Natural Resources Defense Council
New information from the California Division of Oil, Gas, and Geothermal Resources (DOGGR) reveals that decades of poor record-keeping, lax oversight, and – in some cases – outright defiance of the law has allowed oil and gas operators to inject potentially toxic oil and gas wastewater into federally protected drinking water aquifers.
The extent of any contamination remains unknown, but the information exposes the cozy relationship that has existed between regulators and the oil and gas industry and the abject failure of both the State of California and the Environmental Protection Agency (EPA) to safeguard California’s already scarce and drought-threatened drinking water resources.
Every year the oil and gas industry generates hundreds of billions of gallons of wastewater, also known as “produced water.” The most common method for disposing of this waste is injecting it underground – an estimated 90 to 99 percent of oil and gas wastewater is managed through this practice. Produced water can be many times saltier than seawater and contain heavy metals, hydrocarbons, and naturally occurring radioactive material. Once an aquifer is contaminated with this fluid it can be extremely difficult, if not impossible, to clean up.
While most oil and gas wastewater nationwide is injected into geologic formations containing fluids that aren’t suitable for drinking, irrigation, or other purposes, in some cases oil and gas companies want to inject waste into formations containing water that meets the federal definition of an “Underground Source of Drinking Water” (USDW). In order to do so, companies must first demonstrate that this water is not suitable and/or is unlikely to be used as drinking water and obtain what’s known as an “aquifer exemption.”
California has granted more than 1,100 such exemptions, most of which date back to the early 1980s when the Underground Injection Control (UIC) program was first created. But confusion over exactly which aquifers are exempt and where the boundaries of those exemptions are – coupled with a laissez-faire attitude on the part of regulators up until now to resolving those questions – has resulted in at least 2,553 wells being permitted to inject oil and gas waste and other fluids into non-exempt aquifers – aquifers that may contain clean drinking water. Given that California is also experiencing its worst drought in 1,200 years, it’s hard to overstate just how thoroughly the regulatory system has failed.
DOGGR also released a plan to begin to address this huge mess, including:
- Continuing to review wells potentially injecting into non-exempt aquifers to determine the risks to groundwater;
- Creating processes to evaluate aquifer status and proposals for new aquifer exemptions;
- Improving communication with the public about the aquifer exemption process and the UIC program;
- Ensuring that existing or new injection into non-exempt aquifers is either phased out or covered by an aquifer exemption;
- Reviewing and revising, as necessary, California’s UIC regulations, and;
- Creating a searchable database of Class II wells and aquifer exemptions.
We support these crucial steps and look forward to working with DOGGR and other relevant agencies to see that these goals are achieved. However, DOGGR’s plan will allow injection into potentially non-exempt aquifers to continue for up to two more years, while the aquifers are being evaluated.
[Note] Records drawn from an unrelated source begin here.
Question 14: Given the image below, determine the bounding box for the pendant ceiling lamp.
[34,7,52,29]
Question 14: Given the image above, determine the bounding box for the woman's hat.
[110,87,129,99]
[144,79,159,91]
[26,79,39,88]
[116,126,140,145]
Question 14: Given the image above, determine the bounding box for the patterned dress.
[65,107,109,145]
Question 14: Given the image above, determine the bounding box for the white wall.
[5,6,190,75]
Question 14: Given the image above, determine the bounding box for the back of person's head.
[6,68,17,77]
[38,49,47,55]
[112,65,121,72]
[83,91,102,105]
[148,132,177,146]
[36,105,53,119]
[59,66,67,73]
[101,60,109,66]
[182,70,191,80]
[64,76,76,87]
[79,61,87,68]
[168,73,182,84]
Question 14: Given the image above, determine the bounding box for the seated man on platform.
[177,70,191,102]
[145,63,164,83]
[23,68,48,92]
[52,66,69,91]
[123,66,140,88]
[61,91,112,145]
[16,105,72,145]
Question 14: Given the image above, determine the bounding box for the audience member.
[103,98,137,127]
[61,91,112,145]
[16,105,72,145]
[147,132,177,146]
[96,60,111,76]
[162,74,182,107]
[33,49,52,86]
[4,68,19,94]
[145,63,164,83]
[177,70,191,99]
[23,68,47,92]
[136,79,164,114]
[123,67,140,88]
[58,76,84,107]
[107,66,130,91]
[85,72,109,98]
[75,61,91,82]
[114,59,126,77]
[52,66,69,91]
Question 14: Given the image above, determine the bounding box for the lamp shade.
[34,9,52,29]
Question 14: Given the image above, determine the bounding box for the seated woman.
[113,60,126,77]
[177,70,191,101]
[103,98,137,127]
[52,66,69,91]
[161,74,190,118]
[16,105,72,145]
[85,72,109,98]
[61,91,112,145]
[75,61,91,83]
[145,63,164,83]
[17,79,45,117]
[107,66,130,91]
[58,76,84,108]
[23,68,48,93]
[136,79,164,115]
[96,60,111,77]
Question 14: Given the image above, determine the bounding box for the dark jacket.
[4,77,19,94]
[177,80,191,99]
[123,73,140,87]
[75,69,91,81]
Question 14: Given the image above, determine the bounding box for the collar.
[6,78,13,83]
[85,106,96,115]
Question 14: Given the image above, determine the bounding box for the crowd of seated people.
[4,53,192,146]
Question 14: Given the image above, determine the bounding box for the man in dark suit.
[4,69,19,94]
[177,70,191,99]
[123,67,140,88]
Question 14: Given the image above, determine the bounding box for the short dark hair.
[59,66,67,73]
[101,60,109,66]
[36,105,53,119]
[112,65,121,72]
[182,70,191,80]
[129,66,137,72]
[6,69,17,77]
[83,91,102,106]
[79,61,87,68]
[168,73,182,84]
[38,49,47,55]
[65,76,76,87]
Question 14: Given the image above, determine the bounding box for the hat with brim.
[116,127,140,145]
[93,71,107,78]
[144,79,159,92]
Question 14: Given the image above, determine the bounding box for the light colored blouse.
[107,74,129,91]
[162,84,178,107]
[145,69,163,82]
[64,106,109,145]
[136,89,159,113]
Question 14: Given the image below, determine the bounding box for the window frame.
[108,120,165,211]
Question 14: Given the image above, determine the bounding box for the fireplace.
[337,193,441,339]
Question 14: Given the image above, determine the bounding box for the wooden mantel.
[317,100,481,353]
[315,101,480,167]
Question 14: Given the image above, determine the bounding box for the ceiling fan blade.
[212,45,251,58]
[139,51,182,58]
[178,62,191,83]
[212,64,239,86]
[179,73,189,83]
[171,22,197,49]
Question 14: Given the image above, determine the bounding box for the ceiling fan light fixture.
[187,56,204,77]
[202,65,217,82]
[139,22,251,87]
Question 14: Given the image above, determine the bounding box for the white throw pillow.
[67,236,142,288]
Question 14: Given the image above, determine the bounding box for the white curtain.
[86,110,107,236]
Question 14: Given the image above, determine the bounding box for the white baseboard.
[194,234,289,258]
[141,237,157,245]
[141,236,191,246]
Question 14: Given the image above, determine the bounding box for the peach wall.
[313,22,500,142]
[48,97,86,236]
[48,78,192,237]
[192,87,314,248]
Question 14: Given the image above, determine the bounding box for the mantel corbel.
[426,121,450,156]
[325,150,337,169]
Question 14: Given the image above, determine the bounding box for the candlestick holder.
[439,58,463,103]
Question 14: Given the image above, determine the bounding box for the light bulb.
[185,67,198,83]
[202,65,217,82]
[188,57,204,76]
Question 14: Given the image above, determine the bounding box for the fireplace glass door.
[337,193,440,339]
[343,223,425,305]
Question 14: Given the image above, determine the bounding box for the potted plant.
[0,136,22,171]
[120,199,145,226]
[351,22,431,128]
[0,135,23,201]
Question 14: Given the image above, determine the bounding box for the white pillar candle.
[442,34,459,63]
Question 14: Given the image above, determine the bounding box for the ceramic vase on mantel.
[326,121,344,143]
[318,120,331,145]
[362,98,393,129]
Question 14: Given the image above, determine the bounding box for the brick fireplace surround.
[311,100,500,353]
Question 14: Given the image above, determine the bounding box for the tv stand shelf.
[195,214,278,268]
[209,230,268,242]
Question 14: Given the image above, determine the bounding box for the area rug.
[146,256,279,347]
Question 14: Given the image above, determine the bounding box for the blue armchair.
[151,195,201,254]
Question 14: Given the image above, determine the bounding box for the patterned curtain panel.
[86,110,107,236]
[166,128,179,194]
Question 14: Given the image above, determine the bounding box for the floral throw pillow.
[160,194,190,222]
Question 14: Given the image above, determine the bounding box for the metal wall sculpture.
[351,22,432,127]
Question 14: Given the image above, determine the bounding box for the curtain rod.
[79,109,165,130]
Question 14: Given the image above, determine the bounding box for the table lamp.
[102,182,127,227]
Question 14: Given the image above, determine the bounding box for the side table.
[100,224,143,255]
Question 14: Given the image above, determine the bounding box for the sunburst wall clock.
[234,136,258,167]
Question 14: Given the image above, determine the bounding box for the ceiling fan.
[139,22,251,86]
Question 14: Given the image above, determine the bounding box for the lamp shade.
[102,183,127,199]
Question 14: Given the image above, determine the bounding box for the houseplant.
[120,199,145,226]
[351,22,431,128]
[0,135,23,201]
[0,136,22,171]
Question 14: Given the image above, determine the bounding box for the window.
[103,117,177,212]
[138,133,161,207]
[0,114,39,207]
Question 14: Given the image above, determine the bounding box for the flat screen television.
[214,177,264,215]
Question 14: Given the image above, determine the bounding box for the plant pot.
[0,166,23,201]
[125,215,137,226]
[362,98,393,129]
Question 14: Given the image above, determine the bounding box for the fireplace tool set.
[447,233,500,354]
This is not sufficiently protective of California’s groundwater supplies, and as such, we’re calling on California’s elected officials, regulators, and the EPA to take action to:
- Immediately halt any further illegal injection into protected drinking water until the status of those aquifers is confirmed and the presence and extent of any contamination is determined;
- Undertake a full review the aquifer exemption program, including an evaluation of whether such a program should continue to exist at all in our increasingly water-constrained world.
Continuing injection into potentially non-exempt aquifers for two more years could allow any contamination to spread.
DOGGR’s plans indicate that they will continue to process aquifer exemptions under the existing criteria, which were created more than 30 years ago. During that time, drought and scarcity have driven people to use water of lower quality and the technology available to treat groundwater has evolved significantly, meaning that water not previously considered usable may now be a critical resource. Continuing to grant aquifer exemptions under these outdated criteria is not acceptable.
We are hopeful that the era of industry being able to write its own rules is coming to an end with new leadership at DOGGR. We are encouraged by recent stakeholder meetings with leaders in the administration during which they’ve stated their priorities to improve transparency and record keeping at the department. The state can put these priorities into action by placing public health and protection of our precious water resources ahead of industry profit.